Et puis, voilà que le petit ami de Chantal (d'ailleurs convoité par la mère) vient rappeler nos intuitions : Chantal subit de viols de la part de son père. Cette pirouette dans la narration fait son effet, on enrage, purement et simplement. Rachel, la mère, ne saura pas réagir : elle ne dira rien, ni à sa fille ni au père, se contentant d'être présente et vigilante. On comprend qu'elle est dévastée de s'être faite avoir, honteuse de sa crédulité, se détestant d'avoir impliqué sa fille auprès de cet homme-bourreaux. Elles s'éloigneront, les vagues de la vie faisant leur effet. Rachel se trouve un compagnon ; Chantal devient mère. Les ellipses sont nombreuses, pour nous faire comprendre que les deux femmes ne se parlent plus, ne parviennent plus à se parler. Ce non-dit est trop puissant pour continuer à faire semblant. C'est la leçon de ce film : le viol est un traumatisme pour les victimes sur plusieurs dizaines d'années, qui pourrit et mâture discrètement dans les corps meurtris. L'errance psychologique causée par le viol nous apparaît dans sa grande violence, l'acte en lui-même relégué au second plan (à ce titre d'ailleurs le film ne traite pas des événements mais bien de la construction de Chantal dans ce contexte). "Pourquoi n'as tu rien dit ?" demande la fille à sa mère. C'est la réplique du film qui marque le plus tant elle déflagre de simplicité et de vérité. La réponse à cette question, et c'est un peu dommage, sort de la bouche même de Chantal qui explicite toute cette histoire par une volonté du père de maintenir à écart social avec Rachel. L'explication est certes convaincante, juste même, mais se l'entendre dire à la fin d'un film de 2h, c'est se sentir un peu élève-apprenant, à qui l'on dirait de but en blanc la morale. D'autant que même sans ce dernier échange (qui reste beau de sincérité et d'abnégation et de complicité retrouvée), tous les enjeux sont là et font leur chemin dans notre tête. Je crois beaucoup en la force de l'implicite, et ici la réalisatrice fait un choix inverse qui laisse un peu sur sa faim.

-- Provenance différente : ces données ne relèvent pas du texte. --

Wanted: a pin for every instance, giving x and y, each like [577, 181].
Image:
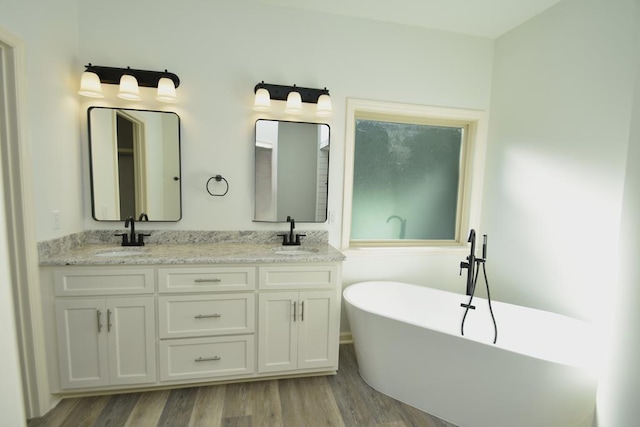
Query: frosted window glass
[406, 181]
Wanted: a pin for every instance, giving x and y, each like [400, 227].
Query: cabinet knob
[206, 316]
[207, 359]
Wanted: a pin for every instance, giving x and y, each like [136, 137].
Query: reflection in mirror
[135, 164]
[291, 171]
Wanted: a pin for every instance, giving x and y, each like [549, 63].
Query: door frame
[20, 226]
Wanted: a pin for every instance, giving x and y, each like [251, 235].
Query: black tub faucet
[470, 264]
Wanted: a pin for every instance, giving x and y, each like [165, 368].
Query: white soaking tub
[408, 343]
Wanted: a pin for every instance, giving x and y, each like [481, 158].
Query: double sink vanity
[188, 308]
[169, 308]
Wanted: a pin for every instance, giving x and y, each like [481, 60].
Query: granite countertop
[200, 252]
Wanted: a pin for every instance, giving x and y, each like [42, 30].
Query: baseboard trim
[346, 338]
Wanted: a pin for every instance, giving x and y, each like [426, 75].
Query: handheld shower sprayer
[484, 246]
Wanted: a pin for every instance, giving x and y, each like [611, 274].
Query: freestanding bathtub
[541, 372]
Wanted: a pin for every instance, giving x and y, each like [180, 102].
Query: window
[409, 174]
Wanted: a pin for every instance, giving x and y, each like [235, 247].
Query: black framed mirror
[135, 164]
[291, 171]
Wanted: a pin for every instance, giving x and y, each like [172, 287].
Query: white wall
[12, 405]
[559, 127]
[221, 49]
[50, 34]
[617, 405]
[562, 112]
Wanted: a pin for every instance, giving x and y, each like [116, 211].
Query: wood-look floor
[340, 400]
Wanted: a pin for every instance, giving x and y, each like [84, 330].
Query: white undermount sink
[294, 250]
[120, 252]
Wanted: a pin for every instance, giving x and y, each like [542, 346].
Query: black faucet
[470, 264]
[291, 239]
[132, 239]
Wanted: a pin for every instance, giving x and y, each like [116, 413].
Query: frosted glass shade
[324, 107]
[166, 90]
[262, 101]
[129, 88]
[90, 85]
[294, 103]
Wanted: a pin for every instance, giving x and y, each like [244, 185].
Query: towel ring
[218, 178]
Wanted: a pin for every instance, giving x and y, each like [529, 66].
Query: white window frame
[472, 172]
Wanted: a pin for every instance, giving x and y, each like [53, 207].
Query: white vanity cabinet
[161, 325]
[299, 312]
[104, 339]
[207, 322]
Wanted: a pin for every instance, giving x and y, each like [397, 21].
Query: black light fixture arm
[280, 92]
[145, 78]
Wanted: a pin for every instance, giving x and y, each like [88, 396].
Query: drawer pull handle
[207, 359]
[208, 280]
[99, 315]
[206, 316]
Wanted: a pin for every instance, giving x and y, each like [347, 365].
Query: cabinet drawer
[106, 281]
[202, 358]
[197, 315]
[296, 277]
[206, 279]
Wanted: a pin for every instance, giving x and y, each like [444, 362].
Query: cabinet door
[82, 343]
[131, 332]
[318, 330]
[277, 331]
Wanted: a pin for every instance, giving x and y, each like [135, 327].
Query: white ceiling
[485, 18]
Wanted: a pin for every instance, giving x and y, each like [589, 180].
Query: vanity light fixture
[90, 85]
[129, 88]
[294, 96]
[129, 80]
[294, 102]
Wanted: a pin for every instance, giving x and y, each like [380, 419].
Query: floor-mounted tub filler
[541, 372]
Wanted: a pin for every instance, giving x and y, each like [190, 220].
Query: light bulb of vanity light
[90, 85]
[294, 103]
[262, 101]
[324, 107]
[129, 88]
[166, 90]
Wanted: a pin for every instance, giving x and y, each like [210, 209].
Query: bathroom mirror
[291, 171]
[135, 164]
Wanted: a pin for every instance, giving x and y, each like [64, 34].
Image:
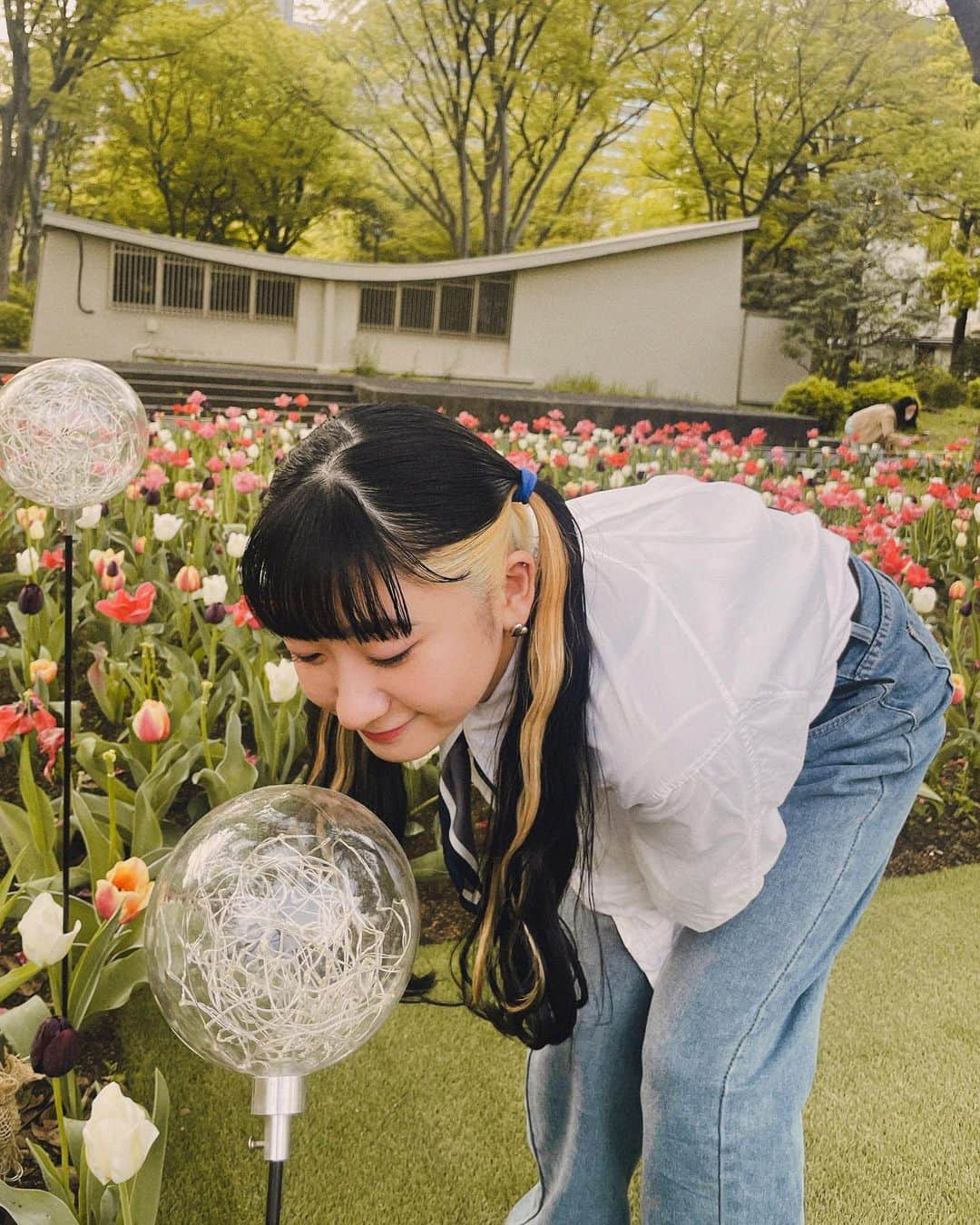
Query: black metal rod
[66, 769]
[275, 1192]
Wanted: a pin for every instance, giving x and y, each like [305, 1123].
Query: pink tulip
[128, 885]
[151, 721]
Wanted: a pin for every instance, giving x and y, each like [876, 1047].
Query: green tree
[486, 115]
[851, 290]
[763, 102]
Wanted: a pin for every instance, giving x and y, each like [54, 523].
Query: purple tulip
[31, 599]
[55, 1049]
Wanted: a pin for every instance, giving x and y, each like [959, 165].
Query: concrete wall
[667, 318]
[64, 328]
[767, 371]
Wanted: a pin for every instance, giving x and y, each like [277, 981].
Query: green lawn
[424, 1126]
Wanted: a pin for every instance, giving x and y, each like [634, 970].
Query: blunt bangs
[318, 566]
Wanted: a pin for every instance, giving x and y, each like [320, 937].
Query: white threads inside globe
[283, 956]
[73, 433]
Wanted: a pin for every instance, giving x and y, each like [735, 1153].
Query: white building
[655, 312]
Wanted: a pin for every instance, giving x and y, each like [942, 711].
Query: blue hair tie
[528, 480]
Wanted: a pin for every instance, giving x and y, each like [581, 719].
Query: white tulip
[27, 561]
[924, 599]
[118, 1137]
[282, 680]
[213, 590]
[42, 938]
[165, 527]
[237, 543]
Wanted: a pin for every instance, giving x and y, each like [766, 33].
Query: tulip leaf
[84, 977]
[51, 1175]
[234, 774]
[17, 839]
[116, 982]
[95, 842]
[35, 1207]
[146, 1186]
[39, 810]
[20, 1024]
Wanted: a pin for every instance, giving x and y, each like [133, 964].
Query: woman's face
[426, 683]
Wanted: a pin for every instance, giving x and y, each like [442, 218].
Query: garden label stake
[279, 936]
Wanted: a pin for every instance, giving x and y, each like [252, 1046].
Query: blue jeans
[706, 1077]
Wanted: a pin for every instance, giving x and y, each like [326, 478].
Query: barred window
[275, 296]
[494, 307]
[230, 290]
[418, 307]
[456, 307]
[377, 305]
[133, 276]
[182, 283]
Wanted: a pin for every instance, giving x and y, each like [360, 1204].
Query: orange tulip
[128, 885]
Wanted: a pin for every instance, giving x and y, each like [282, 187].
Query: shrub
[816, 397]
[879, 391]
[15, 326]
[937, 387]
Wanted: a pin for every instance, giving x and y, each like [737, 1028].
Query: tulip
[128, 886]
[213, 588]
[31, 599]
[924, 599]
[90, 516]
[46, 669]
[55, 1049]
[237, 544]
[165, 527]
[118, 1136]
[151, 723]
[42, 938]
[188, 578]
[282, 680]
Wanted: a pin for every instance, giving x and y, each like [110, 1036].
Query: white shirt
[716, 623]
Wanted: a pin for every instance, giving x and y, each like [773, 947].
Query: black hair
[354, 507]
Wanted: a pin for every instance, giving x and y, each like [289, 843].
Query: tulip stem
[124, 1200]
[62, 1133]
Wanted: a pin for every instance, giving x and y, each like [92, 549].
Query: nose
[359, 703]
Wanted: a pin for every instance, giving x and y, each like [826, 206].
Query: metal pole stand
[277, 1098]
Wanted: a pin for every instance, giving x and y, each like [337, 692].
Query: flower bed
[184, 700]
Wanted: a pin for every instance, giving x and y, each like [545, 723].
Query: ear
[518, 587]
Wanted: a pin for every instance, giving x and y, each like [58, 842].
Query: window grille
[494, 307]
[230, 290]
[456, 307]
[133, 276]
[377, 305]
[418, 307]
[182, 284]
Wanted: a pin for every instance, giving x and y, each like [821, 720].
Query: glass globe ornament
[73, 433]
[282, 930]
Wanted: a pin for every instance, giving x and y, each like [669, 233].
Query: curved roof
[437, 270]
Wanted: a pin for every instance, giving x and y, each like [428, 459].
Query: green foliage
[15, 326]
[879, 391]
[818, 397]
[938, 388]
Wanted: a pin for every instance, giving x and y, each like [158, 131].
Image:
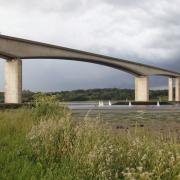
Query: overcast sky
[145, 31]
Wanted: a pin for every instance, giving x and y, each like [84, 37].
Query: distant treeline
[95, 94]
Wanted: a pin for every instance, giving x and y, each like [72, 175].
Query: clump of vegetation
[47, 106]
[57, 147]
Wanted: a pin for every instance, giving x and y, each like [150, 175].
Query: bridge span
[14, 50]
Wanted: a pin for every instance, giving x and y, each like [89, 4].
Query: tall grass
[43, 144]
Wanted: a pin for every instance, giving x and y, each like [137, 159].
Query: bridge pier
[142, 88]
[170, 89]
[13, 81]
[177, 89]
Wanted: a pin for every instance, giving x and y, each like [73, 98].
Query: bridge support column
[142, 88]
[13, 81]
[177, 95]
[171, 89]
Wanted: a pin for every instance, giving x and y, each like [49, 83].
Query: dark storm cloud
[138, 30]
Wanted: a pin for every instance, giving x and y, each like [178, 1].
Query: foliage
[94, 94]
[59, 147]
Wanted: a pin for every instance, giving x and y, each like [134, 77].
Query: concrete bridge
[14, 50]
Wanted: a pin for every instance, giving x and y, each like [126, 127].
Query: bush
[90, 150]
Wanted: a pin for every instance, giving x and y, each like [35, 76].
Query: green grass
[47, 143]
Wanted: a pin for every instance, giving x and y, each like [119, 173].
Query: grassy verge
[45, 143]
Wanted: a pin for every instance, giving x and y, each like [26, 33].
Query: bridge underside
[15, 49]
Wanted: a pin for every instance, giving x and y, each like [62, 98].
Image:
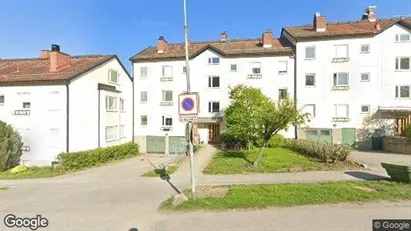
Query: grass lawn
[274, 160]
[161, 172]
[283, 195]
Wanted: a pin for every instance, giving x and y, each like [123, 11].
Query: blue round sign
[187, 104]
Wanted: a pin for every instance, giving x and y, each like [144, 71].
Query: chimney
[319, 23]
[267, 39]
[162, 46]
[223, 36]
[369, 14]
[58, 60]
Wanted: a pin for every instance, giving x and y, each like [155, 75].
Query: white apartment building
[346, 71]
[159, 77]
[62, 103]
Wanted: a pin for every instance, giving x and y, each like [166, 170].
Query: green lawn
[283, 195]
[274, 160]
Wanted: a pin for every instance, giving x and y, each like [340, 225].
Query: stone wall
[399, 145]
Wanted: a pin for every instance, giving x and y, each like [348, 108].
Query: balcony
[254, 76]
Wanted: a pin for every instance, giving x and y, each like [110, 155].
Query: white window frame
[233, 65]
[309, 74]
[398, 66]
[141, 97]
[164, 96]
[112, 73]
[111, 105]
[143, 72]
[314, 51]
[399, 40]
[164, 71]
[142, 117]
[214, 61]
[281, 71]
[337, 75]
[337, 55]
[367, 111]
[368, 77]
[347, 113]
[211, 79]
[165, 121]
[398, 92]
[368, 48]
[111, 133]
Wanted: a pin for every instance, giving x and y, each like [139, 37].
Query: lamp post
[189, 124]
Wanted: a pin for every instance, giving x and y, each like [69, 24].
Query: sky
[125, 27]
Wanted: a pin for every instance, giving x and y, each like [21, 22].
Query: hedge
[322, 150]
[96, 157]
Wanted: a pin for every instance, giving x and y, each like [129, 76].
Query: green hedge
[324, 151]
[96, 157]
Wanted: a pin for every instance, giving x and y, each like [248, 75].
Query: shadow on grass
[366, 175]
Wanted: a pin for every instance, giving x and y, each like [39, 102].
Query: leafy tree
[10, 147]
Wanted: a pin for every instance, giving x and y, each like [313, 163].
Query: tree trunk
[260, 156]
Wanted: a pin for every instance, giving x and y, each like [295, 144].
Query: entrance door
[213, 133]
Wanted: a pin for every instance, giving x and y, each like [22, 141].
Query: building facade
[61, 103]
[159, 77]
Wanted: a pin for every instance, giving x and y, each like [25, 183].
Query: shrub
[322, 150]
[10, 147]
[408, 131]
[96, 157]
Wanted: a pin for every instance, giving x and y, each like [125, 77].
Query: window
[365, 48]
[167, 71]
[167, 121]
[214, 81]
[402, 37]
[214, 61]
[310, 80]
[365, 77]
[310, 109]
[341, 110]
[310, 52]
[143, 72]
[402, 63]
[143, 120]
[122, 106]
[282, 94]
[111, 133]
[167, 96]
[213, 107]
[26, 105]
[111, 103]
[341, 51]
[122, 131]
[113, 76]
[256, 68]
[282, 67]
[143, 97]
[402, 92]
[365, 109]
[340, 79]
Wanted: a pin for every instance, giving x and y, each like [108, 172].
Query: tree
[240, 115]
[10, 147]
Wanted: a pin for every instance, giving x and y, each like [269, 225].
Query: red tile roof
[240, 47]
[38, 69]
[345, 29]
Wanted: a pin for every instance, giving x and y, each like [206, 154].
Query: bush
[10, 147]
[324, 151]
[408, 131]
[96, 157]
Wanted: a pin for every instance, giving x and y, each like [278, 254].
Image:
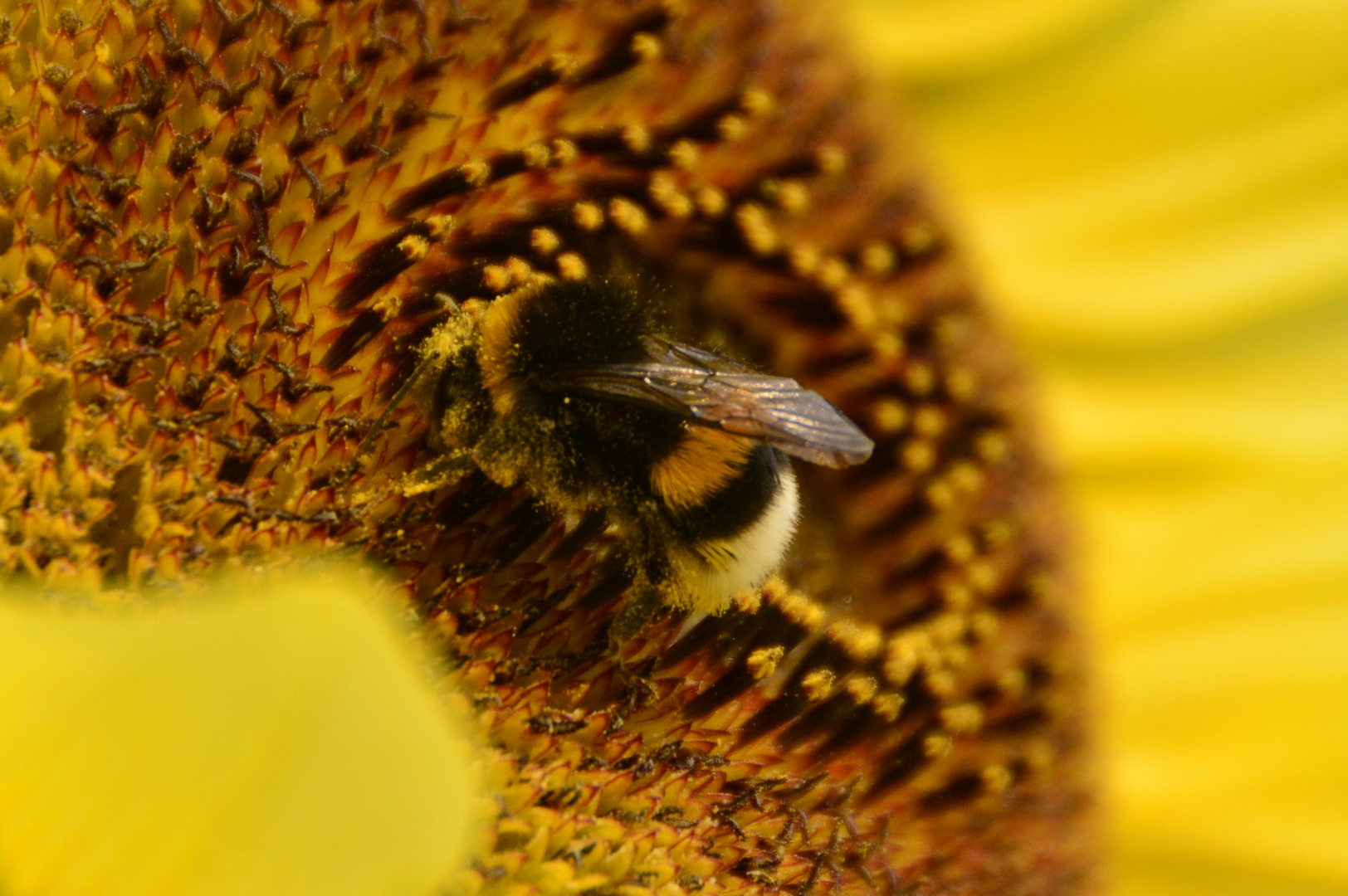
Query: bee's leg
[444, 470]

Amour impossible donc. D'abord entre un homme imbuvable et une femme sincère ; puis entre une enfant et son père, qu'elle ne connait pas ; ensuite, entre une mère, coupable aux yeux de sa fille de n'avoir rien dit ; et pour finir, amour impossible pour une mère et sa fille envers l'homme qui les aura toutes deux, en si peu de choses, en si peu de moments, abîmées pour longtemps.